Por Daniel Varela Zapata , Doctor en Ciencias, mención en Ecología y Biología Evolutiva e investigador del Centro i~mar de la Universidad de Los Lagos
La descripción que Darwin hace de la selva templada del sur de Chile es fascinante. Él describió el paisaje que cubría las islas que visitó, entre Chiloé y el archipiélago de los Chonos, con expresiones tales como: “bosques … incomparablemente más bellos”, “me recuerda las selvas tropicales”, “lujuriante vegetación”, “selvas impenetrables”, “vegetación admirable” o “impenetrable selva negruzca”. Sin embargo, quienes han visitado la zona, probablemente leerán con nostalgia las descripciones del ilustre visitante. Pasados 187 años, sólo quedan vestigios de aquella belleza, que se puede observar en algunos rincones de Chiloé, y más abundantemente en el archipiélago de los Chonos. Sólo vestigios, porque el deterioro del paisaje natural se repite en distintas partes del planeta, particularmente allí donde la presencia humana se hace más intensa.

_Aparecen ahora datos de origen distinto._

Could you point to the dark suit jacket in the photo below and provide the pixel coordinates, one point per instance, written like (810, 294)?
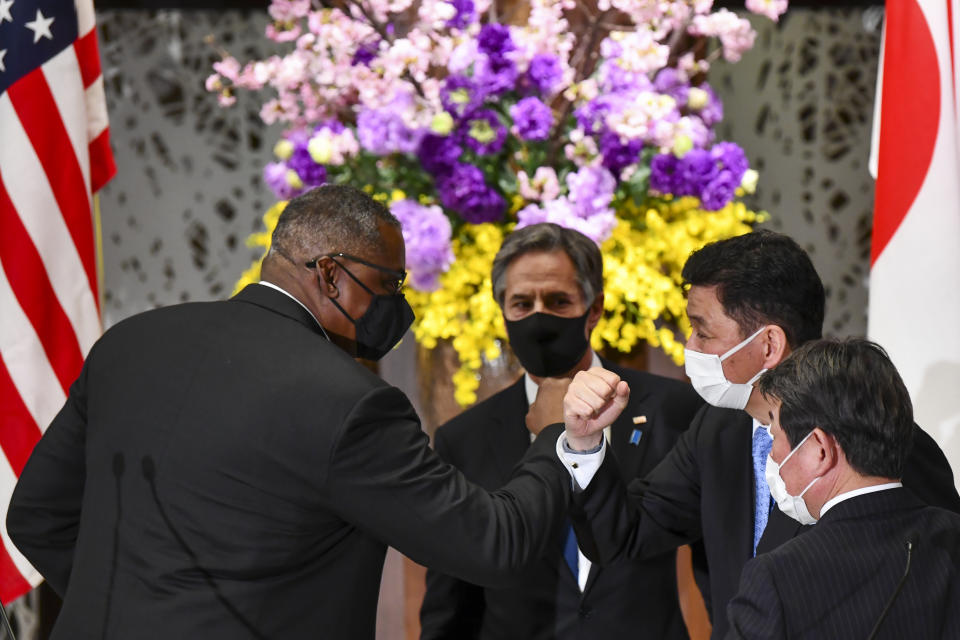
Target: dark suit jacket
(630, 599)
(221, 471)
(835, 581)
(704, 489)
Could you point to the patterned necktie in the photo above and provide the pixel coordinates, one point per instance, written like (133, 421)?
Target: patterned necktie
(762, 442)
(570, 553)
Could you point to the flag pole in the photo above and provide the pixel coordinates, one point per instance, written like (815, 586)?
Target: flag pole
(98, 246)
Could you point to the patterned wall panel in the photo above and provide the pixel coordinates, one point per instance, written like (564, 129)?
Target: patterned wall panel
(801, 104)
(189, 188)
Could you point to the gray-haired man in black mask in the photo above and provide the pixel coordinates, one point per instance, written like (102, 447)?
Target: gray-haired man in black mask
(548, 281)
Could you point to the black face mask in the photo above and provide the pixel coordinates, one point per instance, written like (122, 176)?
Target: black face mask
(548, 345)
(382, 325)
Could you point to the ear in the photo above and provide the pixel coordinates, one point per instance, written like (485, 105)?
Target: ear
(596, 310)
(775, 346)
(328, 272)
(828, 450)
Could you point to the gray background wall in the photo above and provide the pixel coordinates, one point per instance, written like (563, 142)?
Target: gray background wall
(189, 190)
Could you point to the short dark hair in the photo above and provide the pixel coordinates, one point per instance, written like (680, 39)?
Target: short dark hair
(851, 390)
(545, 237)
(328, 219)
(762, 278)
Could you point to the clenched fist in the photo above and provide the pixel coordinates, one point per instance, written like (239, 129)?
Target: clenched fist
(595, 399)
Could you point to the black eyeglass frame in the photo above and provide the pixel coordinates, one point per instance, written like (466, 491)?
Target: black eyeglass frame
(399, 276)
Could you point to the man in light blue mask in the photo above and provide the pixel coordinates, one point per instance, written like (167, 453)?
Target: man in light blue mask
(879, 563)
(751, 300)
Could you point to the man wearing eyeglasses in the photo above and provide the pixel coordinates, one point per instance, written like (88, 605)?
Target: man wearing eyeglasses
(227, 470)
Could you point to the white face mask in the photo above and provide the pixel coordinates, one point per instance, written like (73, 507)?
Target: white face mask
(706, 374)
(793, 506)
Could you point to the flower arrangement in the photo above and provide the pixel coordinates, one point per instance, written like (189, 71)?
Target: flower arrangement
(470, 118)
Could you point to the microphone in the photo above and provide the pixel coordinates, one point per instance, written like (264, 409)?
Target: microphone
(910, 543)
(6, 623)
(149, 469)
(119, 466)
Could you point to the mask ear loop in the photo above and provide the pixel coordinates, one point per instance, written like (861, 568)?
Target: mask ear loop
(742, 344)
(789, 455)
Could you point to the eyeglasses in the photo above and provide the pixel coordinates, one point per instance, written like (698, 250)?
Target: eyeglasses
(397, 278)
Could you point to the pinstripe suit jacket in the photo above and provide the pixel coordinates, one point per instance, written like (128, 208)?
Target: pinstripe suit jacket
(834, 581)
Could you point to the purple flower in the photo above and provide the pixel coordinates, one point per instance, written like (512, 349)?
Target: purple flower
(438, 154)
(590, 190)
(275, 175)
(494, 39)
(544, 72)
(617, 155)
(731, 157)
(663, 170)
(426, 234)
(592, 115)
(597, 226)
(364, 54)
(311, 173)
(466, 14)
(334, 125)
(382, 131)
(532, 119)
(465, 192)
(495, 74)
(483, 132)
(719, 191)
(695, 169)
(459, 95)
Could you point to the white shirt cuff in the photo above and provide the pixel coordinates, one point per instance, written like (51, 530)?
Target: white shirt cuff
(582, 466)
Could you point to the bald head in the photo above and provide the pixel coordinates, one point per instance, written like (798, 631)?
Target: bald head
(328, 219)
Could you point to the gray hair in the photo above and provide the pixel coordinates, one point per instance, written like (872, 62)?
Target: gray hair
(546, 237)
(328, 219)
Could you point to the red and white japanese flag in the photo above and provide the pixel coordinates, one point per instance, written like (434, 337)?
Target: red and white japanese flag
(54, 154)
(915, 258)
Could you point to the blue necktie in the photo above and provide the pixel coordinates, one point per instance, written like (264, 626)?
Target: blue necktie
(762, 442)
(570, 553)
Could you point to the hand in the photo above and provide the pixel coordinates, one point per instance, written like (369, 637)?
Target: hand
(594, 400)
(547, 409)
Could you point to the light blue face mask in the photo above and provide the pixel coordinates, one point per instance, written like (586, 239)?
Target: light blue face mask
(705, 371)
(793, 506)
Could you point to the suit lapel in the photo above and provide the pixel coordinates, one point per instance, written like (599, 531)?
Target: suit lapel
(780, 529)
(626, 446)
(738, 449)
(507, 435)
(278, 302)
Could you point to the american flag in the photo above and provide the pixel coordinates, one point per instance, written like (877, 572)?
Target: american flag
(54, 154)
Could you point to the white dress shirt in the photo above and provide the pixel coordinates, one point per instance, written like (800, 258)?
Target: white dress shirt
(289, 295)
(837, 499)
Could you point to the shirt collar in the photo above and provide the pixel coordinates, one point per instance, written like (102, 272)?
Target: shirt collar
(289, 295)
(837, 499)
(759, 425)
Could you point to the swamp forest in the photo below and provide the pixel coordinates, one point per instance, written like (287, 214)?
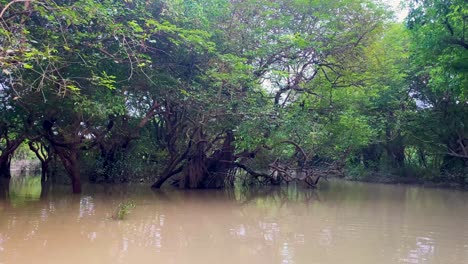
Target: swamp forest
(247, 131)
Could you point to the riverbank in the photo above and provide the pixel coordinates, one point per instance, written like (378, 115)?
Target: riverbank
(434, 182)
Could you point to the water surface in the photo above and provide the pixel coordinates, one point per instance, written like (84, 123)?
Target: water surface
(341, 222)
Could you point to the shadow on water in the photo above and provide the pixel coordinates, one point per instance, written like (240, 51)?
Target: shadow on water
(290, 224)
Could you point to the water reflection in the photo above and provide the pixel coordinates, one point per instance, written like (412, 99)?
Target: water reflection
(347, 221)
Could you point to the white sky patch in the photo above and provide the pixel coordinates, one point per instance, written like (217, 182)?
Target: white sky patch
(397, 6)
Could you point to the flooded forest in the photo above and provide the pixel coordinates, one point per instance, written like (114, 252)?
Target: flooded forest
(293, 131)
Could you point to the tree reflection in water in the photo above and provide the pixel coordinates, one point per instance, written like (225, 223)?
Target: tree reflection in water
(366, 223)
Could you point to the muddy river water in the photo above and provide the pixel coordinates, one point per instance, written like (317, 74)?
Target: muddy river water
(341, 222)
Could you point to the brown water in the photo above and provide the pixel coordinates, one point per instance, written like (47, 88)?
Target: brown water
(341, 222)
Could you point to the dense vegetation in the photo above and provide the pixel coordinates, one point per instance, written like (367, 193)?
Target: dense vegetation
(190, 92)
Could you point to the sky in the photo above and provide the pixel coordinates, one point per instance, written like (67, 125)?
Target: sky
(399, 12)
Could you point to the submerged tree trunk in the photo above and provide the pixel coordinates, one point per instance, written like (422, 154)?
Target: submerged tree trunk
(69, 157)
(7, 154)
(4, 188)
(5, 164)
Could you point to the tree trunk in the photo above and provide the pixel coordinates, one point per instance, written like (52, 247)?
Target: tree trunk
(69, 159)
(5, 167)
(44, 171)
(4, 188)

Durante miles de años la especie humana luchó por sobrevivir ante una naturaleza a veces opresiva. El mismo Darwin dice respecto de los fiordos y canales patagónicos, que es difícil imaginar otro lugar donde “las obras inanimadas de la naturaleza, rocas, hielo, nieve, viento y agua, en guerra perpetua, pero coligadas, sin embargo, contra el hombre, tienen aquí una autoridad absoluta.” En el pasado la humanidad debió sobrevivir a dicha autoridad. Con el tiempo los seres humanos debieron abrirse paso ante esa hostil naturaleza, para generar un espacio vital más llevadero. Sin embargo, ese proceso civilizatorio lo hemos hecho con tal éxito y frenesí, que hemos invertido el ejercicio de la autoridad. Ahora, es la naturaleza la que parece estar subyugada por la autoridad opresiva del ser humano. La falta de previsión ante las consecuencias de nuestro progreso no sólo ha sometido en buena parte a la naturaleza, sino también, en algunos aspectos, hemos sido tiránicos con ella. A pesar de nuestra refinada cultura y sofisticación tecnológica seguimos siendo depredadores de nuestro entorno.

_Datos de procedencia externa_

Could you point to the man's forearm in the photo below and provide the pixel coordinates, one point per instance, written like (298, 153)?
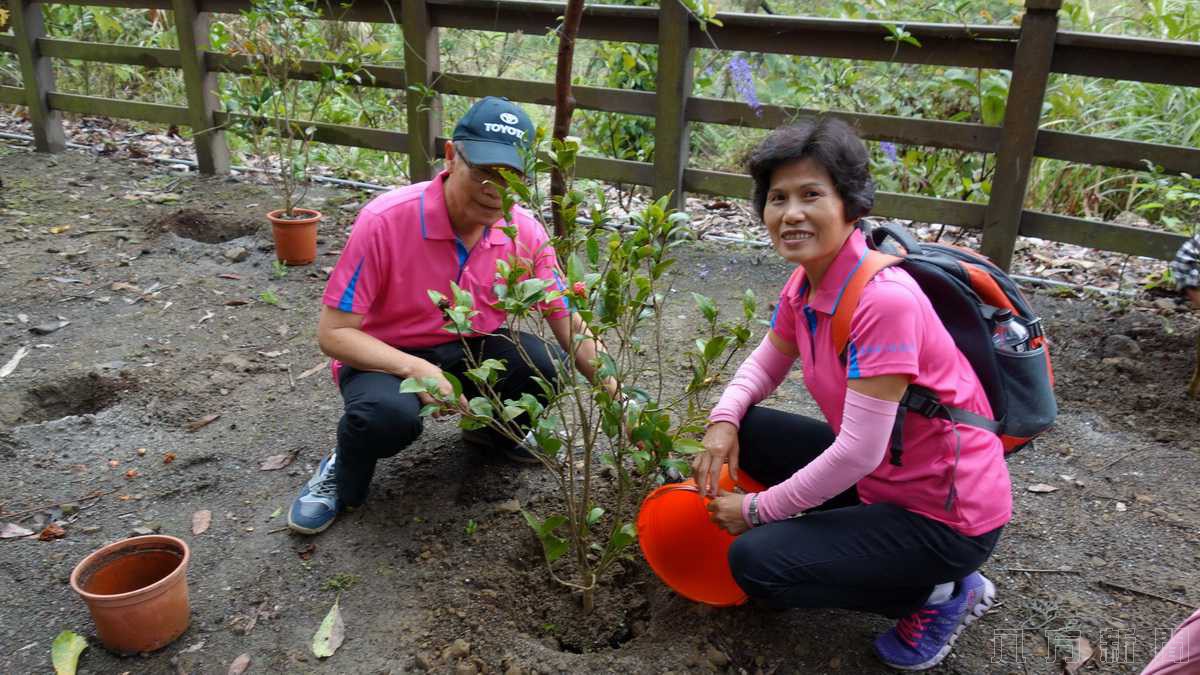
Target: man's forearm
(360, 351)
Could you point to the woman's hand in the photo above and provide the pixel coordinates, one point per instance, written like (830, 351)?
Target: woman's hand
(720, 447)
(726, 512)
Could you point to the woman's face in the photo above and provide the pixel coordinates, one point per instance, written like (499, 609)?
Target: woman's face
(805, 216)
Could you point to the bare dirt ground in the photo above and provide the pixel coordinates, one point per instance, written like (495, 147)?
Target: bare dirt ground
(169, 323)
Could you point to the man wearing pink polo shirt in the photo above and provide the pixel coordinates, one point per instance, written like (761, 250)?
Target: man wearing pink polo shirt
(381, 327)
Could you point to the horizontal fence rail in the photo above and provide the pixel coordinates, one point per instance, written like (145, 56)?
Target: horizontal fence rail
(1015, 143)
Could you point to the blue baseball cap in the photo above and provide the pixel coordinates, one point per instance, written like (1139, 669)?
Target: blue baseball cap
(495, 132)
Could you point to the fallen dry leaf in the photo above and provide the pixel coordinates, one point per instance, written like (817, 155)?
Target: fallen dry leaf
(1042, 488)
(330, 634)
(239, 664)
(306, 553)
(201, 521)
(277, 461)
(203, 422)
(52, 532)
(1084, 652)
(11, 531)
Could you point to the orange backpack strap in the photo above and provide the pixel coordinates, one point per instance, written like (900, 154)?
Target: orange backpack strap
(873, 262)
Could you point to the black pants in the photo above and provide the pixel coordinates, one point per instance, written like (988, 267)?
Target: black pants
(378, 420)
(844, 554)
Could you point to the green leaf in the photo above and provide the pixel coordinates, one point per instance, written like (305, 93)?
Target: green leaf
(65, 652)
(623, 537)
(481, 406)
(594, 515)
(330, 634)
(412, 386)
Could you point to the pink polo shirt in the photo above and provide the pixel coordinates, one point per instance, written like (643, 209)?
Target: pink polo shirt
(402, 245)
(894, 330)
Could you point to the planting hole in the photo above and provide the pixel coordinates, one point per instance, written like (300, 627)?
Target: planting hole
(203, 227)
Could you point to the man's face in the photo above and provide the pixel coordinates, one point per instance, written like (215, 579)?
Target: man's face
(471, 190)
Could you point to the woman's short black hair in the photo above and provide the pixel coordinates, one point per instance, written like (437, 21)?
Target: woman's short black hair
(828, 141)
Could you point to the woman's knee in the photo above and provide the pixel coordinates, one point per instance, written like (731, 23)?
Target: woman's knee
(749, 569)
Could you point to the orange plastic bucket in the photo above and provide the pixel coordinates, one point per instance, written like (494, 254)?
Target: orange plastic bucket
(687, 550)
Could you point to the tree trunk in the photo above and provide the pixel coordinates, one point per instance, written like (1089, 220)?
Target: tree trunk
(564, 102)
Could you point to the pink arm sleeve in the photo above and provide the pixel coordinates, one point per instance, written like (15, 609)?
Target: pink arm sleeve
(757, 376)
(1181, 653)
(856, 452)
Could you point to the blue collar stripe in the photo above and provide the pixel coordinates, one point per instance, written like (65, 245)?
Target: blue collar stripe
(852, 362)
(347, 303)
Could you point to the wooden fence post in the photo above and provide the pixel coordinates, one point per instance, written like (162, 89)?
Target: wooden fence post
(1014, 159)
(424, 107)
(37, 76)
(211, 148)
(673, 87)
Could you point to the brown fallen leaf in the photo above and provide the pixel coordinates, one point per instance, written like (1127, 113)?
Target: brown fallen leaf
(277, 461)
(1042, 488)
(11, 531)
(1083, 653)
(196, 425)
(201, 521)
(239, 664)
(52, 531)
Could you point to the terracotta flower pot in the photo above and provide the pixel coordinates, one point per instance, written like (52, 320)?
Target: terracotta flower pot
(137, 591)
(295, 239)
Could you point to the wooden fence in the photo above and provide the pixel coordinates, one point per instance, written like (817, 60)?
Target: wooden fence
(1032, 52)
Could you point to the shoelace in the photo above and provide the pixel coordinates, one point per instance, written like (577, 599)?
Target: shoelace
(328, 485)
(911, 627)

Hoy es indispensable rehacerle un lugar a la naturaleza. Buscar una forma de convivencia que le permita a la naturaleza tener un lugar junto a nosotros, una nueva forma de relacionarnos con el planeta. Propuestas existen. La ciencia no sólo nos ha advertido de la desgracia, sino también nos ha propuesto caminos. No obstante, seguimos con una actitud depredadora en diversas formas, directa o indirectamente. Debemos buscar un sistema de relación completamente nuevo. Un sistema que respete tanto la vida humana como el resto de la vida de la tierra. Un sistema en el que se entienda la reciprocidad y la necesidad mutua entre la naturaleza y los seres humanos. Como un jardinero en su huerto, que promueve la vida y vive de sus frutos. Para ello, es preciso valorar lo que somos y la tierra en que vivimos, no desde la posesión y la rentabilidad, sino desde el asombro y la comprensión, en definitiva, valorar la belleza y la generosidad de la vida desde el amor. El amor, una palabra cursi, embarazosa o romántica para algunos, tiene la virtud de establecer un marco distinto de relación con el sujeto/objeto, moviliza fuerza e incluso sacrificios en pro del bien amado. Quizás, el día de la tierra, un llamado esencial, especialmente a quienes tienen vocación docente, es a enseñar a amar el hogar en que vivimos todos.